How to convert a query to bool?
I used the "ALL (x => x)" but did not give the answer I needed.
Code Line
checkItemInventory.Where(x => listCost.Contains(x.Id));
In this case, the listcost would have 2 items, I needed to check if the checkItemInventory has these 2 items.

"All items in the inventory have an id that present in listcost". listCost needs to have the same number of items as inventory (assuming Id is unique) possibly more, to stand a chance of returning true
checkItemInventory.All(x => listCost.Contains(x.Id))
"At least one item in the inventory has an id that is also in listCost". Listcost could minimally have only one id in it, to stand a chance of returning true
checkItemInventory.Any(x => listCost.Contains(x.Id))
As you can see, neither of these are what you want as you seem to be saying you want to check whether every item in listcost is also present in the inventory. This is like the top code, but the other way round ("all items in listCost are present in inventory" vs "all items in inventory are present in listcost"
I think I'd make a dictionary out of the inventory first, unless it's already something that supports a fast lookup:
var d = checkItemInventory.Select(x => new { x.Id, x.Id }).ToDictionary();
var boolResult = listCost.All(lc => d.ContainsKey(lc));
If inventory is small, you could use this approach:
listCost.All(lc => checkItemInventory.Any(cii => cii.Id == lc));
Just be mindful that internally it might do something like:
bool all = true;
foreach(lc in listCost){
bool found = false;
foreach(cci in checkItemInventory)
if(lc == cci.Id){
found = true;
break;
}
all &= found;
if(!all)
return false;
}
return true;
Which is a lot of repeated comparisons (for every item in listCost, the whole inventory is scanned), could be slow
Edit
I asked for clarification of how you store your inventory and your costs of building items. Here's one assumption I made, and how a solutio based on it might work:
Assuming your inventory has the kind of item and a count saying how many of that item the player is carrying:
class InventoryItem{
int ItemKindId { get; set;}
int CountOf { get; set; }
}
player.Inventory.Add(new InventoryItem() {
ItemKindId = Constants.WOOD, //1
CountOf = 10 //holding 10 items of wood
};
player.Inventory.Add(new InventoryItem() {
ItemKindId = Constants.STONE, //2
CountOf = 5 //holding 5 items of stone
};
Assuming you have a Recipe for making e.g. an axe, it needs 1 wood and 2 stone, but it lists them in simple order:
int[] axeRecipe = new int[] { Constants.WOOD, Constants.STONE, Constants.STONE };
Might be easiest to group the recipe:
var recipe = axeRecipe.GroupBy(item => item)
/*
now we have a grouping of the recipe[item].Key as the material and a
recipe[item].Count() of how much. The group is like a dictionary:
recipe[Constants.WOOD] = new List<int>{ Constants.WOOD };
recipe[Constants.STONE] = new List<int>{ Constants.STONE, Constants.STONE, };
A group item has a Key and a list of objects that have that key
Because my recipe was simply ints, the Key is the same number as all the
items in the list
*/
//for all items in the recipe
grp.All(groupItem =>
//does the player inventory contain any item
playerInventory.Any(inventoryItem =>
//where the material kind is the same as the recipe key (material)
inventoryItem.ItemKindId == groupItem.Key &&
//and the count they have of it, is enough to make the recipe
inventoryItem.CountOf >= groupItem.Count()
);
You can of course reduce this to a single line if you want: axeRecipe.GroupBy(...).All(...)

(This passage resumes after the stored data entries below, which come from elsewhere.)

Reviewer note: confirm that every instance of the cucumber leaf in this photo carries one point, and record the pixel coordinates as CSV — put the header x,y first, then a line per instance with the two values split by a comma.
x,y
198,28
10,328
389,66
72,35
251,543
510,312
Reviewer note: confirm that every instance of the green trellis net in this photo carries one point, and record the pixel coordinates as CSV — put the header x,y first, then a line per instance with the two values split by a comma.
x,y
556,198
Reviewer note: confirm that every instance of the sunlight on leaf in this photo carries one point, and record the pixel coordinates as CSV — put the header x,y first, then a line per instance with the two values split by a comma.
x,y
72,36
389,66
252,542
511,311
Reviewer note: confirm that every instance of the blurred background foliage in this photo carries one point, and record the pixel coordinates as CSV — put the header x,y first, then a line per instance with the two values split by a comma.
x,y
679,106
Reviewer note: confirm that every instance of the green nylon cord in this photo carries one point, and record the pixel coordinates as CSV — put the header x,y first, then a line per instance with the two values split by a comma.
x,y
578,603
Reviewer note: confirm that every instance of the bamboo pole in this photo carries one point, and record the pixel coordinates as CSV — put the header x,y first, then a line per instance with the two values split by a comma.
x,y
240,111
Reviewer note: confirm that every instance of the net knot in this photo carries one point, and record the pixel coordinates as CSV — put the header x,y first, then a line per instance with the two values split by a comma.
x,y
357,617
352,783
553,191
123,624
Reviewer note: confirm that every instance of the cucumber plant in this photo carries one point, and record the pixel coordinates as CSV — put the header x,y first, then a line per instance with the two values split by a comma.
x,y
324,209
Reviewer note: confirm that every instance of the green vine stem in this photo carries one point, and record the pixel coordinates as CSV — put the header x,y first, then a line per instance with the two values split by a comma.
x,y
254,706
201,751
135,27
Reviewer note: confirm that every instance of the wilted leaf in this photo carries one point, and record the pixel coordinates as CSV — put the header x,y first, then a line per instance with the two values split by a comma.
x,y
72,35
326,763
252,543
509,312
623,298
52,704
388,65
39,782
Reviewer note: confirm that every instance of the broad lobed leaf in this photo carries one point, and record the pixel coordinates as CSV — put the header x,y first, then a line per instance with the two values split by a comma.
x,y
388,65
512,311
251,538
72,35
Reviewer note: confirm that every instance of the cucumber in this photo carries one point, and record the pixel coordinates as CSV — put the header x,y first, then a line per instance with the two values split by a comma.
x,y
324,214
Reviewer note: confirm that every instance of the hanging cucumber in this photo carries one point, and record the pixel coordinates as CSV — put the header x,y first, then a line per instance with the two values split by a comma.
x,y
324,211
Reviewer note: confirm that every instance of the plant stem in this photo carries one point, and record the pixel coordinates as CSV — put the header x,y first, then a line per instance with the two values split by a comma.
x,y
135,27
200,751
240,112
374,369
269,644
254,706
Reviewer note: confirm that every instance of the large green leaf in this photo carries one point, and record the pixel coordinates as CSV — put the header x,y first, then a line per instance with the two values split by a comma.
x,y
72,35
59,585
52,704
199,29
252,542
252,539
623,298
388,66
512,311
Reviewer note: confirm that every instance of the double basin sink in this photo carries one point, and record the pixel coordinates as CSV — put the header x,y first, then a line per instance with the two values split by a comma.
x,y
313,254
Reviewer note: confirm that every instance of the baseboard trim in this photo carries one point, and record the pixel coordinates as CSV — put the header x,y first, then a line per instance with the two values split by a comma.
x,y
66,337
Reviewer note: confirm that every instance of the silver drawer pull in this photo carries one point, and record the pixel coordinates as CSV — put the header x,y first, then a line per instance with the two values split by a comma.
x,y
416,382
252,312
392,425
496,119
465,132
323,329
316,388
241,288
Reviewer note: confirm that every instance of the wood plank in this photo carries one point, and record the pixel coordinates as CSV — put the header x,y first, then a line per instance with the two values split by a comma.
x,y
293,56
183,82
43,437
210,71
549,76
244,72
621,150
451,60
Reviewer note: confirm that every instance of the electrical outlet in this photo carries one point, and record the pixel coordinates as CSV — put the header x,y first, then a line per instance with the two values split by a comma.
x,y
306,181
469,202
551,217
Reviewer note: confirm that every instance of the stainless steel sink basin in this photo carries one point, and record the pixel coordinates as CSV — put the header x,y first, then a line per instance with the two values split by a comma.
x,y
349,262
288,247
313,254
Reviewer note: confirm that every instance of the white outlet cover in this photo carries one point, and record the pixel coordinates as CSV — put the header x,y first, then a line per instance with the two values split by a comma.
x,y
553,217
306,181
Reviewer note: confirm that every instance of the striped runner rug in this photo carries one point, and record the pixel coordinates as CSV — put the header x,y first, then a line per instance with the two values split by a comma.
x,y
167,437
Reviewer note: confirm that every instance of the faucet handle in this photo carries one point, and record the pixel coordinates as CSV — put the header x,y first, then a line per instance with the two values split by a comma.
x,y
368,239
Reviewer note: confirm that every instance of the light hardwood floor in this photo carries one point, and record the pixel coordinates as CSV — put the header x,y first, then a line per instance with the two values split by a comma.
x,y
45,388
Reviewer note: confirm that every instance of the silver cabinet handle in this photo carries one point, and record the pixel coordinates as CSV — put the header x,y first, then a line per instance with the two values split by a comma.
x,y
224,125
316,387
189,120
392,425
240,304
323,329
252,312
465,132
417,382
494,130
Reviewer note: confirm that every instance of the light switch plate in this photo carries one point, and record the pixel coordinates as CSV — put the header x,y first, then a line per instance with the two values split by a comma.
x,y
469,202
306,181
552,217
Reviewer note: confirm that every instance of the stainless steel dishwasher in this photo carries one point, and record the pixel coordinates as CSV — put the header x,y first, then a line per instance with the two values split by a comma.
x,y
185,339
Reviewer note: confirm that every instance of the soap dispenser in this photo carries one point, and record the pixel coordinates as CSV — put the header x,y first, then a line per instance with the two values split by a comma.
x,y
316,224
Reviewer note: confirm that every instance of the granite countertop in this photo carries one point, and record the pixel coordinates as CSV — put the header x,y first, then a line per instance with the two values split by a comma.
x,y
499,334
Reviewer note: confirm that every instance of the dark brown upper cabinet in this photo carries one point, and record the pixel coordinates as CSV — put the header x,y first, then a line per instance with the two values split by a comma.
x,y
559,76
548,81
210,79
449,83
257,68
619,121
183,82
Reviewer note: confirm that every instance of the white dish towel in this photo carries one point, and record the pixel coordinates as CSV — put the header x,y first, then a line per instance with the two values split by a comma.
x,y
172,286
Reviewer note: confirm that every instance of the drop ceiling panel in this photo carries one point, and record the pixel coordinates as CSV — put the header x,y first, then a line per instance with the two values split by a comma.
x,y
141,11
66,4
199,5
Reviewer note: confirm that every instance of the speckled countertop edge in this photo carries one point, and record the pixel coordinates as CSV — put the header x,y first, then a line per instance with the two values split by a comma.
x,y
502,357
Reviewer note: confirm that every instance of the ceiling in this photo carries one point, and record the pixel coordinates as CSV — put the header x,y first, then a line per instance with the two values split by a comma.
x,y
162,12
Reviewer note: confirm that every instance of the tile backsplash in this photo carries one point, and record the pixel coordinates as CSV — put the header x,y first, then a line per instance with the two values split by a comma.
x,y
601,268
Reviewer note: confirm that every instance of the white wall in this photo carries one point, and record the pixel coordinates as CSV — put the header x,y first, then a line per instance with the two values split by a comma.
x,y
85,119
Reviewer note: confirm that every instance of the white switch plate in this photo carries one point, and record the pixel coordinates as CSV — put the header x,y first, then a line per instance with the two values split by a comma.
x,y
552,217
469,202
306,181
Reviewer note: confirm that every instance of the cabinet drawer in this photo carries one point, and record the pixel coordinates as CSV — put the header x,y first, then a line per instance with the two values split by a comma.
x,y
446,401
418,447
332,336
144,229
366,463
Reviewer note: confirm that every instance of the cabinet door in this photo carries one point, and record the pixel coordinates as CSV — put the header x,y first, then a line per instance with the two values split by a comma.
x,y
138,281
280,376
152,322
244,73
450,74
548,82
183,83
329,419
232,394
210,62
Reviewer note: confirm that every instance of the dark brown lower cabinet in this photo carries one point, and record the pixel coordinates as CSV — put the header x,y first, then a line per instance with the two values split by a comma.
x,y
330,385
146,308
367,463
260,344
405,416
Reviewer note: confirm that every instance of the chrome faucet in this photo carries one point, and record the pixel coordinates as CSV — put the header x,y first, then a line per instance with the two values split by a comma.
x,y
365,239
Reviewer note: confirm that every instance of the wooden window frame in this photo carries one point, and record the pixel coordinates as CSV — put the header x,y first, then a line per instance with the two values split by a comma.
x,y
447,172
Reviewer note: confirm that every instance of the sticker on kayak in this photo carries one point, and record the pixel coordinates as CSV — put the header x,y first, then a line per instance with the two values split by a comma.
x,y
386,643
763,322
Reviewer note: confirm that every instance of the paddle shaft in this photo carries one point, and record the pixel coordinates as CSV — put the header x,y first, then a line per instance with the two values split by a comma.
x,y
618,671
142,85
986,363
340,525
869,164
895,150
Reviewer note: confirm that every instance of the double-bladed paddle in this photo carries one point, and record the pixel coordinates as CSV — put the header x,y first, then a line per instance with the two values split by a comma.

You could map the listCost to a list of int and then use Except() and Any() to check whether all items are contained:
bool containsAll = !listCost.Select(x => x.Id).Except(checkItemInventory).Any();

[UPDATE]
You are telling us the following:
How to convert a query to bool? I used the "ALL (x => x)" but did not give the answer I needed.
checkItemInventory.Where(x => listCost.Contains(x.Id));
In this case, the listcost would have 2 items, I needed to check if
the checkItemInventory has these 2 items.
if you need to check if there is any result then you can use:
bool hasItems = checkItemInventory.Where(x => listCost.Contains(x.Id)).Any();
if you need to count the result you can use
checkItemInventory.Where(x => listCost.Contains(x.Id)).Count();

You could use a Join to create a method based Linq query and use the results to check if the length of the list is greater than 0. Then turn that into a boolean.
var query = checkItemInventory.Join(listCost,
inventory => inventory.Id,
cost => cost.Id,
(inventory, cost) => new { id = inventory.Id });
var count = query.ToList().Count();
var b = (count > 0);

If I get it correctly, listCost can have less elements than checkItemInventory. You want to check that all elements in listCost have a corresponding element in checkItemInventory. Correct? If yes, try this:
listCost.All(x => checkItemInventory.Contains(x));
I don't know the type of these lists, so you might need to use x.id in some places

How do I convert this looped code to a single LINQ implementation?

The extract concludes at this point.